# Exercise Sheet No. 3

---

> Machine Learning for Natural Sciences, Summer 2021, Jun.-Prof. Pascal Friederich, pascal.friederich@kit.edu
> 
> Deadline: 09.05.2021, 8am

---

**Topic**: This exercise sheet will focus on linear algebra, precision, recall and feature reduction. You will continue to use ``numpy`` methods.

## 3.1 Distance function computation

For many feature descriptors and also for a specific implementation of the nearest neighbor classifier, the Euclidean mutual distance between a set of points must be computed. This serves as a measure on how two points are distinct or how far apart they are in Euclidean space. We will make use of this very often in the future. Therefore this exercise focus on an efficient implementation using numpy. You should gain a better unstanding of `numpy` methods.

**3.1.1** Implement a function ``dist_loop(A,B)`` to computes the Euclidean distance between all instances between two sets of points $A \subset \mathbb{R}^{D}$ and $B \subset \mathbb{R}^{D}$. The input should be two matrices of shape $N \times D$ and $M \times D$. Do this by using explicit python loops to find the distance $d_{ij} = || a_{i} - b_{j} ||$ between two points $a_{i} \in A$ and $b_{i} \in B$. The output should be a $N \times M$ distance matrix. For the calculation of the Euclidean distance you might want to use ``numpy.square()``, ``numpy.sum()`` and ``numpy.sqrt()``.

In [None]:
import numpy as np
from numpy import random
import sys
n = 500
m = 1000
d = 3
A_data = np.reshape(random.rand(n*d),(n,d))
B_data = np.reshape(random.rand(m*d),(m,d))
print("A shape:", A_data.shape, "B shape:", B_data.shape)

In [None]:
def dist_loop(A,B):
    if A.shape[-1] != B.shape[-1]:
        raise ValueError("Error A and B must have same last dimension but got", A.shape[-1], B.shape[-1])
    # YOUR CODE HERE
    raise NotImplementedError()

**3.1.2** Since loops are rather slow in python, and more efficient code is required for numeric operations, write another function ``dist_vec(A,B)`` to compute the distance relying
on vectorization with ``numpy`` methods. Consult https://www.safaribooksonline.com/library/view/python-for-data/9781449323592/ch04.html and https://softwareengineering.stackexchange.com/questions/254475/how-do-i-move-away-from-the-for-loop-school-of-thought for information on how to do this. 

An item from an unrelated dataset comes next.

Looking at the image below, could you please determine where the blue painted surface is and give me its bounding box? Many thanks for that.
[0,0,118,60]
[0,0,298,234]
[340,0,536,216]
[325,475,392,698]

Tip: There is more than one way to do it. For the most straightforward answer, you need to add an additional dimension to `np.arrays` via, for example, `expand_dims`. If two `np.arrays` do not have matching shape they are then automatically broadcasted by repeating their respective element along the axis in question. Beside broadcasting, also the [indexing rules](https://numpy.org/doc/stable/reference/arrays.indexing.html) (required for 3.2, 3.3) of `numpy` help with vectorization to avoid pyhton loops. You must not use ``scipy`` or its methods for this task!

In [None]:
def dist_vec(A,B):
    # YOUR CODE HERE
    raise NotImplementedError()

Check that the two function return the same result. And check the output shape of the results.

In [None]:
result_loop = dist_loop(A_data,B_data)
result_vec = dist_vec(A_data,B_data)
result_vec_shape = None # Check shape of result_loop
result_loop_shape = None # Check shape of result_vec
# YOUR CODE HERE
raise NotImplementedError()

Now compare the run times of the two implementations using jupyter's ``%timeit`` command or pythons ``time``. How much faster is the vectorized version?

In [None]:
# measure time for loop
%timeit result_loop = dist_loop(A_data,B_data)
# measure time for loop
%timeit result_vec = dist_vec(A_data,B_data)

In [None]:
speed_up_factor = 1 # A rough estimation is okay.
# YOUR CODE HERE
raise NotImplementedError()

Note: It is absolutely critical that you understand vectorization, and with this the indexing and broadcasting methods of numpy. Not only do we need fast performance, but also all deep learning frameworks are based on array or tensor operations just like you used with ``numpy``.

In [None]:
# Test for grading
assert callable(dist_loop)

In [None]:
assert callable(dist_vec)

In [None]:
# Test for grading
assert result_loop is not None
assert result_vec is not None

In [None]:
assert result_vec_shape is not None
assert result_loop_shape is not None

In [None]:
# Test for grading
assert speed_up_factor > 0

## 3.2 Precision-Recall Curves

In this exercise, we use sklearn's digits dataset for an image retrieval experiment. Given any image
from this dataset as a query, your algorithm shall find all similar images, where we define similarity
by "contains the same digit". Of course, only the features (i.e. the pixel values of the images) may be
used for similarity search. The known labels only serve for testing the quality of the search result. This approach measures how clustered the calsses are in a defined feature space (i.e. pixels). Start loading the dataset.

In [None]:
import numpy as np
import pandas as pd
from sklearn.datasets import load_digits
import matplotlib.pyplot as plt

# read and prepare the digits data
digits = load_digits()
data = digits["data"]
images = digits["images"]
target = digits["target"]
# Show digits
fig = plt.figure(figsize = (10,3))
plt.gray()
plt.subplot(1,3,1); plt.axis('off')
plt.imshow(images[0])
plt.subplot(1,3,2); plt.axis('off')
plt.imshow(images[1])
plt.subplot(1,3,3); plt.axis('off')
plt.imshow(images[2])
fig.tight_layout(); plt.show()
print(target[:3])

Define dissimilarity by the Euclidean distance between pixel values:

$d(X_i,X_{i'} ) = || X_i - X_{i'}||^2_2$

To efficiently compute these distances, you should use vectorization from exercise 3.1. Let $D$
be the full dissimilarity matrix, i.e. $D_{i i'} = d(X_i,X_{i'})$. An ``np.argsort()`` of row $D_i$ now gives the similarity ordering of all digits relative to query digit $X_i$. The response sets $S_{im}$ consist of the $m$ nearest instances to query $X_i$ (including $X_i$ itself), with $m$ running over all values from 1 to $N$.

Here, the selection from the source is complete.